Posted Nov 16, 2012 5:13 UTC (Fri) by marcH (subscriber, #57642)
[Link]
Except for LLVM these never had any serious GPL competitors had they?
gcc's technical and governance problems have been extensively discussed here - of course the license is far from the only factor. But i still think it can make a difference in a close competition.
Crowding out OpenBSD
Posted Nov 17, 2012 22:11 UTC (Sat) by cmccabe (guest, #60281)
[Link]
I think you may be assuming what you set out to prove. X succeeded; therefore X never had any "serious competitors." I could equally well say that Linux succeeded because it never had any "serious competitors."
During Linux's formative years, the BSDs were hamstrung by a serious of lawsuits. Afterwards, they splintered into many different groups. Neither of these two things had anything to do with GPL vs. BSD. We could easily have had 5 small Linuses rather than one big one. The GPL doesn't prevent forks in the slightest.
The GPL is also less risky in the kernel. If your company writes some userspace code, there is zero chance that it will be considered a derived work of the kernel. (Linux even has a special preface to the GPL clarifying this.) With userspace code, things are a lot less clear.
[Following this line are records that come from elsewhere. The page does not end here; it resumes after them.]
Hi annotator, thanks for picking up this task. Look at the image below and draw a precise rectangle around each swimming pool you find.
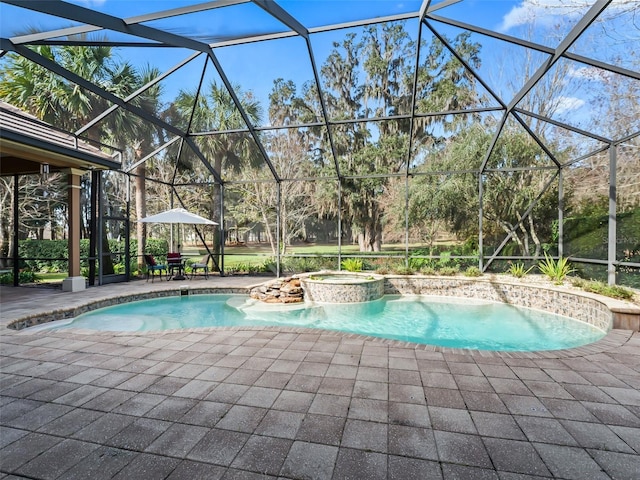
[50,294,606,351]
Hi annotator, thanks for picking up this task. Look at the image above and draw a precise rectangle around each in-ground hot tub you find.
[299,271,384,303]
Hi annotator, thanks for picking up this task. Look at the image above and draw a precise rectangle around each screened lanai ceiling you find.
[0,0,640,188]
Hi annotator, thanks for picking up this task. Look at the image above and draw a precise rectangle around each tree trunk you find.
[529,215,542,258]
[135,164,147,272]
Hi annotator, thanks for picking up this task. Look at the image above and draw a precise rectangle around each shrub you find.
[340,258,364,272]
[464,266,482,277]
[0,270,40,285]
[438,265,460,277]
[507,262,534,278]
[420,265,436,275]
[391,265,414,275]
[538,253,575,284]
[571,278,634,300]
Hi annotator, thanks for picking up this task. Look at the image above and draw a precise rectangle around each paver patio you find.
[0,277,640,480]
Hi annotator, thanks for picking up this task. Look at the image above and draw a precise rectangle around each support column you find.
[62,168,86,292]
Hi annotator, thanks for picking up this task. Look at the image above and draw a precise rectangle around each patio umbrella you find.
[140,208,218,225]
[140,208,218,280]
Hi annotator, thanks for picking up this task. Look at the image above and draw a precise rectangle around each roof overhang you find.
[0,129,120,176]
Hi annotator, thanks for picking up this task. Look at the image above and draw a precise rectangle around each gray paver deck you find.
[0,277,640,480]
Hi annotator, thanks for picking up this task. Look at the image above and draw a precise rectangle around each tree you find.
[171,82,262,262]
[0,37,159,273]
[322,23,480,251]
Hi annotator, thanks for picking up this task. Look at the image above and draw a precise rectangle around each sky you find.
[0,0,640,135]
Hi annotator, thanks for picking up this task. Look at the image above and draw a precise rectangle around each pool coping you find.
[0,276,640,359]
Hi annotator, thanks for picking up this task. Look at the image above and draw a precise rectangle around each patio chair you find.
[167,252,184,278]
[191,253,211,280]
[144,255,167,283]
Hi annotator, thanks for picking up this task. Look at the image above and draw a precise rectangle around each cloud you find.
[569,67,611,82]
[75,0,107,8]
[555,97,585,114]
[498,0,640,32]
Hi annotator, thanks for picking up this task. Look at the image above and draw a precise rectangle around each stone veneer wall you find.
[384,275,614,332]
[8,275,640,331]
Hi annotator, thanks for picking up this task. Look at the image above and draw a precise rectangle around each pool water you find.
[51,294,605,351]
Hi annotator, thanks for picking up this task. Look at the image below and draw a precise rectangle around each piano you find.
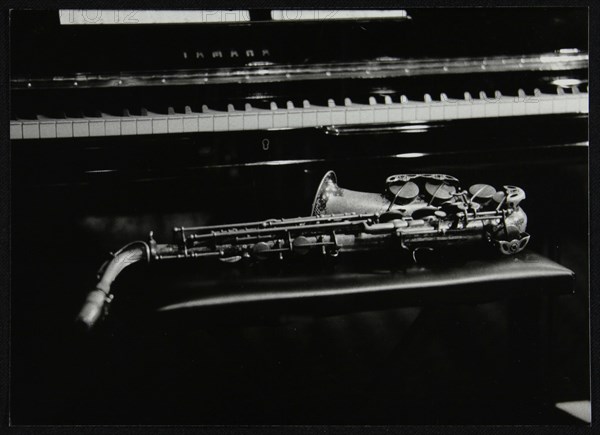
[10,8,589,424]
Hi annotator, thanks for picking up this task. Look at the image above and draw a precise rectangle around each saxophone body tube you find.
[77,171,529,328]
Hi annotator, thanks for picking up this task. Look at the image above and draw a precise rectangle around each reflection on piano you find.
[10,11,588,139]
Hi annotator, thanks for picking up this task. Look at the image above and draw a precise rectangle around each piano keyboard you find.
[10,87,589,139]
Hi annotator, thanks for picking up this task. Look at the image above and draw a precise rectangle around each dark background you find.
[11,10,589,424]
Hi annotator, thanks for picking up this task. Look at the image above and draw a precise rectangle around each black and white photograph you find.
[5,4,593,433]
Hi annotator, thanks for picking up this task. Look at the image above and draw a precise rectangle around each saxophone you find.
[77,171,529,328]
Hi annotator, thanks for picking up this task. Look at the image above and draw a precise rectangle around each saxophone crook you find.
[75,241,150,329]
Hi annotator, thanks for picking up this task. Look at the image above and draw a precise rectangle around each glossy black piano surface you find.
[10,8,589,424]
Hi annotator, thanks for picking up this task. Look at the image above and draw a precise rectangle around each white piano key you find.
[565,94,579,113]
[288,109,302,128]
[151,115,169,134]
[302,106,319,127]
[212,112,229,131]
[198,114,215,131]
[10,121,23,139]
[258,110,273,130]
[512,97,526,116]
[73,119,90,137]
[471,98,487,118]
[243,110,258,130]
[360,105,375,124]
[401,101,417,122]
[480,92,500,118]
[344,105,360,125]
[413,101,431,121]
[498,96,514,116]
[23,121,40,139]
[525,95,540,115]
[579,92,590,113]
[373,104,390,122]
[138,116,152,134]
[89,118,106,137]
[440,92,458,119]
[286,101,302,127]
[456,98,473,119]
[40,120,56,139]
[537,92,554,115]
[121,116,137,136]
[388,103,404,122]
[331,106,346,125]
[167,116,183,133]
[56,119,73,137]
[430,101,444,121]
[316,107,332,125]
[228,112,246,131]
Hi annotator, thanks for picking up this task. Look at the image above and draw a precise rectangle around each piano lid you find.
[11,8,587,81]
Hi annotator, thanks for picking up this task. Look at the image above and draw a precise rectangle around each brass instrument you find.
[77,171,529,327]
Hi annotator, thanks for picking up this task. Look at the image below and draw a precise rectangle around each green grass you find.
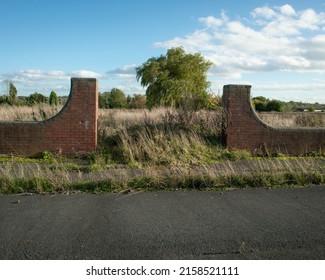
[0,107,325,194]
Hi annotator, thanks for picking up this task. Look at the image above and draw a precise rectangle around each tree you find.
[27,92,48,105]
[136,48,212,109]
[266,99,284,112]
[9,82,17,105]
[106,88,127,108]
[49,91,58,106]
[128,94,146,109]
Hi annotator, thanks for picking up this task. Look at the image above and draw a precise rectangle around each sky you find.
[0,0,325,103]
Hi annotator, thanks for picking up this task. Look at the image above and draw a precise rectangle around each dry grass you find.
[0,104,325,128]
[258,112,325,127]
[0,103,62,122]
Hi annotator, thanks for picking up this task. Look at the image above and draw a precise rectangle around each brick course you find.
[222,85,325,155]
[0,78,98,156]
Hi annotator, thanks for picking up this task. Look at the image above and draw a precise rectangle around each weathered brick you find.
[222,85,325,155]
[0,78,98,156]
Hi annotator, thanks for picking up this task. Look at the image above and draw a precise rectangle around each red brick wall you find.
[0,78,98,156]
[223,85,325,155]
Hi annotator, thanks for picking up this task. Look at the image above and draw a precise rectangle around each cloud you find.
[107,64,138,79]
[71,70,104,79]
[0,69,105,95]
[154,4,325,77]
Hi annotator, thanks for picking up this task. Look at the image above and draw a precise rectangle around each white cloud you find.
[280,4,296,16]
[154,4,325,77]
[68,70,104,79]
[107,64,138,79]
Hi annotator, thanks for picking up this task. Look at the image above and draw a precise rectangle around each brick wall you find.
[0,78,98,156]
[222,85,325,155]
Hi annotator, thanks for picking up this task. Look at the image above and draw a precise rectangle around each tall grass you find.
[0,103,62,121]
[99,109,221,165]
[258,112,325,127]
[0,158,325,194]
[0,106,325,193]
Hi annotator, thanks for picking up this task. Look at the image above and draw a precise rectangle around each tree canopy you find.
[136,48,212,109]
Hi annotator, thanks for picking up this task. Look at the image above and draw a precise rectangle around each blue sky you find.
[0,0,325,103]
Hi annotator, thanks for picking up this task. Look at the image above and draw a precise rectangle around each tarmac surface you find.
[0,186,325,260]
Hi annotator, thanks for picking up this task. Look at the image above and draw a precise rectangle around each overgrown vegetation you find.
[0,106,325,194]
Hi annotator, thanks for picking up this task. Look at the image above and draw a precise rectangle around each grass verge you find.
[0,159,325,194]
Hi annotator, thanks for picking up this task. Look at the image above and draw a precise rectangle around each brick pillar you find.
[0,78,98,156]
[222,85,325,155]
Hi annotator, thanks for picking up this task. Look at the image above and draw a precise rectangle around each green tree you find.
[253,96,269,112]
[106,88,127,108]
[266,99,284,112]
[9,82,17,105]
[49,91,58,106]
[136,48,212,109]
[27,92,48,105]
[128,94,146,109]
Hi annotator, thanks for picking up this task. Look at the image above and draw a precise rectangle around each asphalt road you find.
[0,187,325,259]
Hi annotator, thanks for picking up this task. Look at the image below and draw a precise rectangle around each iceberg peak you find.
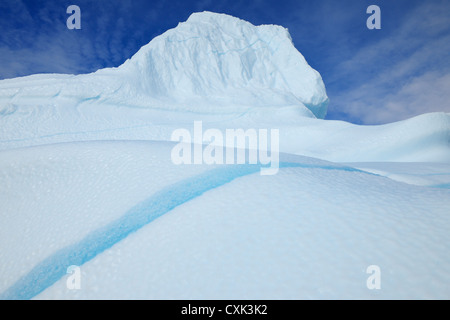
[120,11,328,118]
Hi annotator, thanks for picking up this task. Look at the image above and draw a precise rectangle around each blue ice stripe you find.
[0,163,363,300]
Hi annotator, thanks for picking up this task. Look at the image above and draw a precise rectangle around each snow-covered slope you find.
[0,12,450,299]
[0,12,450,162]
[0,141,450,299]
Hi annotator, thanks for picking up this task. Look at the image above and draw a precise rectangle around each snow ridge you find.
[0,162,371,300]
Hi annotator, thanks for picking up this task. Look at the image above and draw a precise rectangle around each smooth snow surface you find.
[0,12,450,299]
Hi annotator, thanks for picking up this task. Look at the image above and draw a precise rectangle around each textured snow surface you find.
[0,12,450,162]
[0,12,450,299]
[0,141,450,299]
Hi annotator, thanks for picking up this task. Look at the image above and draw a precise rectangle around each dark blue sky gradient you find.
[0,0,450,124]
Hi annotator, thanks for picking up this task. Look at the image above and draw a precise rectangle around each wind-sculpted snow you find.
[0,12,450,162]
[0,12,328,118]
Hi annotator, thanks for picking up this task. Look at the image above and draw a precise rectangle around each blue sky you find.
[0,0,450,124]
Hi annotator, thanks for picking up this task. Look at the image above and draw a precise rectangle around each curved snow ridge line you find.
[0,162,372,300]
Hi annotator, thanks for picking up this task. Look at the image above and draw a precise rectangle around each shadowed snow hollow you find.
[120,12,328,118]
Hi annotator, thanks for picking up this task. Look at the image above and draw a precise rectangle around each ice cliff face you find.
[115,12,328,118]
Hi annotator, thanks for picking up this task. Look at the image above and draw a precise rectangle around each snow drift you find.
[0,12,450,162]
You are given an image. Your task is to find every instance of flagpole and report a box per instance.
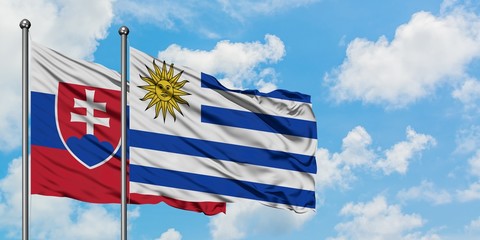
[20,19,31,240]
[118,26,129,240]
[20,19,31,240]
This is one of the reasons why Google banned GPL in userspace on Android. The Oracle vs. Google ruling that APIs are not copyrightable helps a little bit here; however, there are still a lot of ambiguities. What does the LGPL even mean when used in a programming language that doesn't have a linker? etc.
Personally, I mostly work on Apache 2.0 code at work these days. For my own projects I usually use Apache 2.0 or 2-clause BSD. The advantage of the latter is that it is usable in GPLed or other-licenced projects as well.